Engine size – 2.5 litre
Fuel consumption – 38mpg – 42mpg
CO2 emission – 206g/km
Electric Only Range – 1.6 miles
The PHEV stands for Plug-in Hybrid Electric Vehicle and the Outlander PHEV is the only plug-in hybrid SUV in the market. The fuel economy is claimed to be around 148mpg, which is very impressive for an SUV but real fuel consumption averages around 47mpg. There is a 2-litre petrol engine and two twin electric motors, one on each axle. The battery can run or 32.5 miles and, once it runs out, the petrol engine kicks in.
Engine size – 2 litres
Fuel consumption – 148mpg official /47mpg average
CO2 emission – 41g/km
Electric Only Range – 33 miles
Given its 402-mile distance range, its economical fuel consumption and impressively low CO2 emission, the Chevrolet Volt is currently one of the most economical and practical hybrid cars you can own. The closest UK version of the Chevrolet Volt is the Vauxhall Ampera, which lives up to its US counterpart in almost every way with CO2 emissions of 27g/km and an impressive 158mpg average, from urban road tests.

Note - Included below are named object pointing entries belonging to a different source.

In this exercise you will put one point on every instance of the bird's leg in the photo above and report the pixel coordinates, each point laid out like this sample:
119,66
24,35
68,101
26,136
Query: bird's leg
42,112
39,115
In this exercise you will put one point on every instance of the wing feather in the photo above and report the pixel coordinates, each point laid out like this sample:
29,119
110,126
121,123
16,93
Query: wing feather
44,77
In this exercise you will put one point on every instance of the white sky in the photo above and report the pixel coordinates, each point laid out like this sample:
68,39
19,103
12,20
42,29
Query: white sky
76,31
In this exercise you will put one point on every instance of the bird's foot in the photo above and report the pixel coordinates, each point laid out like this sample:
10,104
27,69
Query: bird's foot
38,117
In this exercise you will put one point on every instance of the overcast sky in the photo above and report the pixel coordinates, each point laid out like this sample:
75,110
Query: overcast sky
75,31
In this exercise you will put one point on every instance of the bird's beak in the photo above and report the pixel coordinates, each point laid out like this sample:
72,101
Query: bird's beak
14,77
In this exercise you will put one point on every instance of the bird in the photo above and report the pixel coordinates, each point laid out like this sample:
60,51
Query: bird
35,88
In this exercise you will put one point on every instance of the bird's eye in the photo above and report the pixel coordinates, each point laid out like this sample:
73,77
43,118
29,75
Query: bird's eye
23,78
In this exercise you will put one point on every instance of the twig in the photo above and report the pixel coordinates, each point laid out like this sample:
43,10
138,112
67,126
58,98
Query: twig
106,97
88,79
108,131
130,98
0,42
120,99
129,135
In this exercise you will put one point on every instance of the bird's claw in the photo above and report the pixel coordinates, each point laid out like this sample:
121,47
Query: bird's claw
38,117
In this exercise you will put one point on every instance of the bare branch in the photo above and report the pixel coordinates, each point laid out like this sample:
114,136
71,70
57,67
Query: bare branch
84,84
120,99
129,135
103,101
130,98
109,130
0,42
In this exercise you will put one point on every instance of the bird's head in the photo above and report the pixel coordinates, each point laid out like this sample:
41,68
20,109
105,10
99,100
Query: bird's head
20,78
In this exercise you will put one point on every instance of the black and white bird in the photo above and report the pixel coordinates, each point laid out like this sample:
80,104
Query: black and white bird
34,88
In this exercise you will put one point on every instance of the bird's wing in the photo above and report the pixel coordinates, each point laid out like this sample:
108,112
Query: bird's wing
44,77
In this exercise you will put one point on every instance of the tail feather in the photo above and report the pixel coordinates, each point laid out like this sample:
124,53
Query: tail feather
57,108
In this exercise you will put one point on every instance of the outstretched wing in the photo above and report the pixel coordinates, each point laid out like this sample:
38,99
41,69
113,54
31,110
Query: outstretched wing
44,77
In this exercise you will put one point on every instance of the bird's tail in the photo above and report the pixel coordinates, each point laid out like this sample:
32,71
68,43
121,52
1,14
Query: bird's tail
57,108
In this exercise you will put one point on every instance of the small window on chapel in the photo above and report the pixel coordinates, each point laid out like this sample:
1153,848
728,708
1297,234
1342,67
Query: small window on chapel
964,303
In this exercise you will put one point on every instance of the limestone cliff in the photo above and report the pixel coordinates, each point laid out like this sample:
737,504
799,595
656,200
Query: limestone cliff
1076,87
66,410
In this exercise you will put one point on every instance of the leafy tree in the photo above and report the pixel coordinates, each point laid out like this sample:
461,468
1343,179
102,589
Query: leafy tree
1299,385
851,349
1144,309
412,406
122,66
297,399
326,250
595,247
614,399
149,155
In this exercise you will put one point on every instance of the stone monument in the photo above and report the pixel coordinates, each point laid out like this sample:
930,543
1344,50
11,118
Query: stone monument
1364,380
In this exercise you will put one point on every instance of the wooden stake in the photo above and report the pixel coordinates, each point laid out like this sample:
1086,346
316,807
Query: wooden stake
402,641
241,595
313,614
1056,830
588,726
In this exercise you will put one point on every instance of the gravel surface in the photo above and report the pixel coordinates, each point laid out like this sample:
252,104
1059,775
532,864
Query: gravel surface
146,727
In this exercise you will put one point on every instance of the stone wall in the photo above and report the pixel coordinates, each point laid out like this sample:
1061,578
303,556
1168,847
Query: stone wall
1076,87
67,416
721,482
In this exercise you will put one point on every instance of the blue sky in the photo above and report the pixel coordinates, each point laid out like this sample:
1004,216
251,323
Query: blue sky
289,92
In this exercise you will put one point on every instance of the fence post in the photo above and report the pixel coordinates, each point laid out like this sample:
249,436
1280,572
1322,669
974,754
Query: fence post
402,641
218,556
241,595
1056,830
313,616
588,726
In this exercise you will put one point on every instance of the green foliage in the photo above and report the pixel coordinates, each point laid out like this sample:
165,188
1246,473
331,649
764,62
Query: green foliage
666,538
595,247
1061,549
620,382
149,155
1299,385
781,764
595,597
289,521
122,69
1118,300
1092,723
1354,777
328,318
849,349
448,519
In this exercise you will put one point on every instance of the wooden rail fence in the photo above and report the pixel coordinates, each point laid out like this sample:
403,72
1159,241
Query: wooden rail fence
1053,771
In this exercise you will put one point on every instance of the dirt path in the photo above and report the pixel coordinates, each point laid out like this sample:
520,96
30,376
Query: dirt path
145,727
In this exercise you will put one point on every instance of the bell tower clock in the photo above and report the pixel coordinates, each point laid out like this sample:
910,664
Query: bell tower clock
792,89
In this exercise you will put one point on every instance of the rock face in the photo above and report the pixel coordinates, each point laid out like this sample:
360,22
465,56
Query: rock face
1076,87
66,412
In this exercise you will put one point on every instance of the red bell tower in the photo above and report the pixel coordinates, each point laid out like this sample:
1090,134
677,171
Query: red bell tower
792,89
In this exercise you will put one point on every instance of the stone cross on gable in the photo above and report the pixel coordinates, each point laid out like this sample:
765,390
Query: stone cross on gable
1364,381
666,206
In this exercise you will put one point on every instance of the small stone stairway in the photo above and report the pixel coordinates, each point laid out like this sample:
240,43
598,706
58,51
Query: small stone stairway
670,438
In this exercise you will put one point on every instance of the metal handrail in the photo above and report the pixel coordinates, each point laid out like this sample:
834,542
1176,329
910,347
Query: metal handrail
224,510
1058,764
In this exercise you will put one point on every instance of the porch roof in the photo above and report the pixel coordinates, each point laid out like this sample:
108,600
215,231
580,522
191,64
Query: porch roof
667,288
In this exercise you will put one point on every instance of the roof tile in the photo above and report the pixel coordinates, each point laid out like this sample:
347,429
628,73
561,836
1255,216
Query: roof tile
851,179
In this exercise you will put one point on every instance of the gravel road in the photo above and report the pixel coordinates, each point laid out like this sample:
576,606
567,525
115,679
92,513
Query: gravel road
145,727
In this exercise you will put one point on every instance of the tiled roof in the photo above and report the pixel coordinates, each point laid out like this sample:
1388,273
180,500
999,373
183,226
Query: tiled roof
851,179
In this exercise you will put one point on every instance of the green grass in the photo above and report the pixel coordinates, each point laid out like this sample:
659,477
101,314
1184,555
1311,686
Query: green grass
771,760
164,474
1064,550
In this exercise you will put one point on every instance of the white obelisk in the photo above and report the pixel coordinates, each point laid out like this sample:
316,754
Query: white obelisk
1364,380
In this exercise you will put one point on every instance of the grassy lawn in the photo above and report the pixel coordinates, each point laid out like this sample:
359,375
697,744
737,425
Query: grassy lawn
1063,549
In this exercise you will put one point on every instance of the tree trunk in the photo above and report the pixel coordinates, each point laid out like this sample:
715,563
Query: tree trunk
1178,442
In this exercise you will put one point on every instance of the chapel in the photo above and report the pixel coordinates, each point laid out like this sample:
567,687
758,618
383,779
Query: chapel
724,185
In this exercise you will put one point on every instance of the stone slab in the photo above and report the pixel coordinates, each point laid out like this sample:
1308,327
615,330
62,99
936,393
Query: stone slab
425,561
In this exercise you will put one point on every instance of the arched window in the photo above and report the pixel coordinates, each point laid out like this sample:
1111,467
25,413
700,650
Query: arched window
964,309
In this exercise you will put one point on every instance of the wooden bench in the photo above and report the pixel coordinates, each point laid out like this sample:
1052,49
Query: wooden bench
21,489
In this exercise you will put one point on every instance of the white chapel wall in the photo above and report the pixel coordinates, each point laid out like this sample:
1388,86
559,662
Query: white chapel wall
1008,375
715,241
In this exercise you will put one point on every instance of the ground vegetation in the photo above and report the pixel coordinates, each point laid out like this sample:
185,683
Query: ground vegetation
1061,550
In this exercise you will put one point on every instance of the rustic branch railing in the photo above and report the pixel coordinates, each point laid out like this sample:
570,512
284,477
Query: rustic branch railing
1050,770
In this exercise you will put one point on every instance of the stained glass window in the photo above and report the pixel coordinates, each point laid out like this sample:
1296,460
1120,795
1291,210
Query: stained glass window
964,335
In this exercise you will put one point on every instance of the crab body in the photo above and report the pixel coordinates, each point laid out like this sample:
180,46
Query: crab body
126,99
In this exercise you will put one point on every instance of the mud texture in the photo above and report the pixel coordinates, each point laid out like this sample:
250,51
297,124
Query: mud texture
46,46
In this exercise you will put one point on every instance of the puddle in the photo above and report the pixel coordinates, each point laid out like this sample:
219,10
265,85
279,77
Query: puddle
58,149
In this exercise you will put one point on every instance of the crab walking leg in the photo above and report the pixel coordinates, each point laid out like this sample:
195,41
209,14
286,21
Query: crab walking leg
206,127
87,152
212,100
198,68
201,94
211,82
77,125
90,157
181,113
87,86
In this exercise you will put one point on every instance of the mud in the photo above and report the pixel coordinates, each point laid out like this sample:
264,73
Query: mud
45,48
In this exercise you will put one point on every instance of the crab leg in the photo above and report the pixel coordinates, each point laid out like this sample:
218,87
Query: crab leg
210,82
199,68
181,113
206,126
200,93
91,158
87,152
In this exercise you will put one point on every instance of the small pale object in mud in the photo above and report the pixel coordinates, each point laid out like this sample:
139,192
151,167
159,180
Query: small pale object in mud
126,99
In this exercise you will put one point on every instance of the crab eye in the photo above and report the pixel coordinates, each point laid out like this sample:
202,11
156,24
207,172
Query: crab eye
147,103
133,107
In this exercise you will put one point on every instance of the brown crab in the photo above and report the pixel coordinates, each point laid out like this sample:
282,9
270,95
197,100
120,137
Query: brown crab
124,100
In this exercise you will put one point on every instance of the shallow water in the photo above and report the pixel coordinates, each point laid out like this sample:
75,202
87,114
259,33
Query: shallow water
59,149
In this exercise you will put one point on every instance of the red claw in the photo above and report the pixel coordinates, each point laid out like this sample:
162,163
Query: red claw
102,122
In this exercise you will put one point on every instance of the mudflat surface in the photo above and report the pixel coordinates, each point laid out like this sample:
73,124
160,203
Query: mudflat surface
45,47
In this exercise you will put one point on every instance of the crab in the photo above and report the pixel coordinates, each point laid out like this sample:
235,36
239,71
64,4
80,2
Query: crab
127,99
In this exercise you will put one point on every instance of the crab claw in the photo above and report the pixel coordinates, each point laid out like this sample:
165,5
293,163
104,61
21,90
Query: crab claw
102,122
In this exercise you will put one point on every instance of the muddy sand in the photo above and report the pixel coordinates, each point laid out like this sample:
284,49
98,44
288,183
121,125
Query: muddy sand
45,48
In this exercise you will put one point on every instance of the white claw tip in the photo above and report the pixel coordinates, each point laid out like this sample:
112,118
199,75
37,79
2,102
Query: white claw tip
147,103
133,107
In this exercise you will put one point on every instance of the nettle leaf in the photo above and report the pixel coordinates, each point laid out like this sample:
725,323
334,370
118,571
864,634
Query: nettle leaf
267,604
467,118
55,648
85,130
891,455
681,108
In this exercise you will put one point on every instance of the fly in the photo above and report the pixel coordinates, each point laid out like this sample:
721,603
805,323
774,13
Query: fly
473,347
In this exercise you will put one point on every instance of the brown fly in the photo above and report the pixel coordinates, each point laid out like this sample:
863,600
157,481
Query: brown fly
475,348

However, when the car is in combined electric/petrol mode, the CO2 emission could be as high as 95g/km, which means that the Chevrolet Volt is still a more efficient alternative. The Vauxhall Ampera is also slightly more expensive, with a price tag of £32,250 compared to Chevrolet Volt’s cost, which stands at £29,995. All things considered, the Chevrolet Volt really seems to be the cheapest and most efficient hybrid option currently in the market.